- Born: 6 February 1872 Vienna, Austro-Hungarian Empire
- Died: 2 February 1961 (aged 88) Gothenburg, Sweden
- Education: University of Vienna (PhD 1899)
- Occupations: Art historian, Director of Kunsthistorische Museum
- Years active: 1900–1938
- Known for: Defying National Socialist regime

= Arpad Weixlgärtner =

Austrian art historian (1872–1961)

Arpad Weixlgärtner (6 April 1872 – 2 February 1961) was an Austrian art historian.

==Early life and education==
Weixlgärtner was born on 6 April 1872 in Vienna in an artistic family; his father a Hungarian count and his grandfather a landscape painter. He studied law, history, art history and archaeology in Vienna and earned his doctoral degree in 1899 with a dissertation titled Zu Dürers Akt- und Proportionsstudien ("On Dürer's studies of nudes and proportions"). The work was passed with the comment that it was "worth every praise and corresponds fully to the formal requirements".
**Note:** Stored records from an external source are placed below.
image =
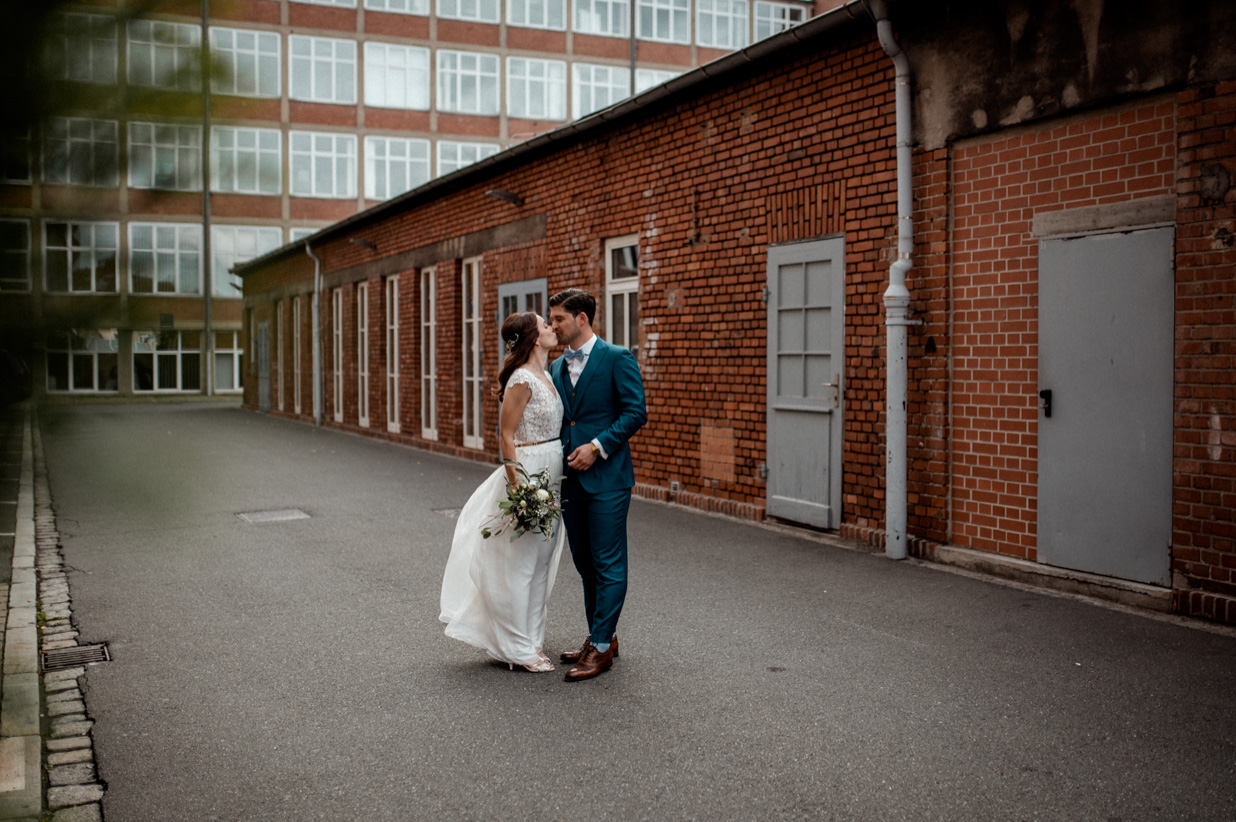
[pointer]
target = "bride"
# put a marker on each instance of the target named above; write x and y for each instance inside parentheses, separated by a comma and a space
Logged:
(495, 590)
In 1908, Weixlgärtner married Viennese artist Josephine (Pepi) Neutra (1886–1981). He grew close to his brother-in-law, the famous modern architect Richard Neutra, 20 years his junior, whom he mentored and assisted in his cultural development.

==Career==
He then began a long career at different museums in Vienna. From 1900 or 1901, he worked at the print room of the Austrian National Library, and from 1906 to 1938 he was tied to the Kunsthistorisches Museum. From 1906 until 1930 he was the curator at the department of plastic arts and decorative arts, and between 1920 and 1938 head of both the secular and ecclesiastical collections of the Imperial Treasury in Vienna. He was director of the department of paintings of the Kunsthistorische Museum between 1931 and 1933 and for a short period in 1933 director of the whole museum. He formally retired in 1934 but kept the position as head of the Treasury until 1938.

==World War II==
Following the annexation of Austria into Nazi Germany in 1938, Weixlgärtner was forced to quit his position. (Note: One source claims he stayed until 1943.) His wife, Pepi, had Jewish ancestry, which the Nazi regime would not tolerate, and furthermore, he refused to hand over the keys of the Treasury to the SS. In April 1945, at the very end of World War II, the Nazis burnt down his house and he lost all his belongings, including his large library of art history literature, his private collections, and an academic manuscript ready for printing together with the rest of his property; according to his obituary, "he was not able to save even his everyday clothes".

==Postwar==
For a short while after the war, he was head of the Wagenburg museum in Vienna. Sometime after the war, he was invited to Sweden by King Gustaf VI Adolf. He settled in Gothenburg, where one of his daughters lived, and worked for the rest of his life at different Swedish universities and cooperated with the Swedish History Museum. He died in Gothenburg on 2 February 1961.

He wrote a large number of academic publications, among them a monograph on Austrian painter August von Pettenkofen, a monograph about the Reliquary of St. Elizabeth, a Festschrift for fellow art historian Julius von Schlosser, a thesis about Matthias Grünewald and Albrecht Dürer, and more. Between 1930 and 1938, he was the editor of the yearbook of the Kunsthistorische Museum. In addition, he published two biographical, reflective books, Von den Köstlichkeiten des Lebens (1940) and Von den letzten Dingen (1961).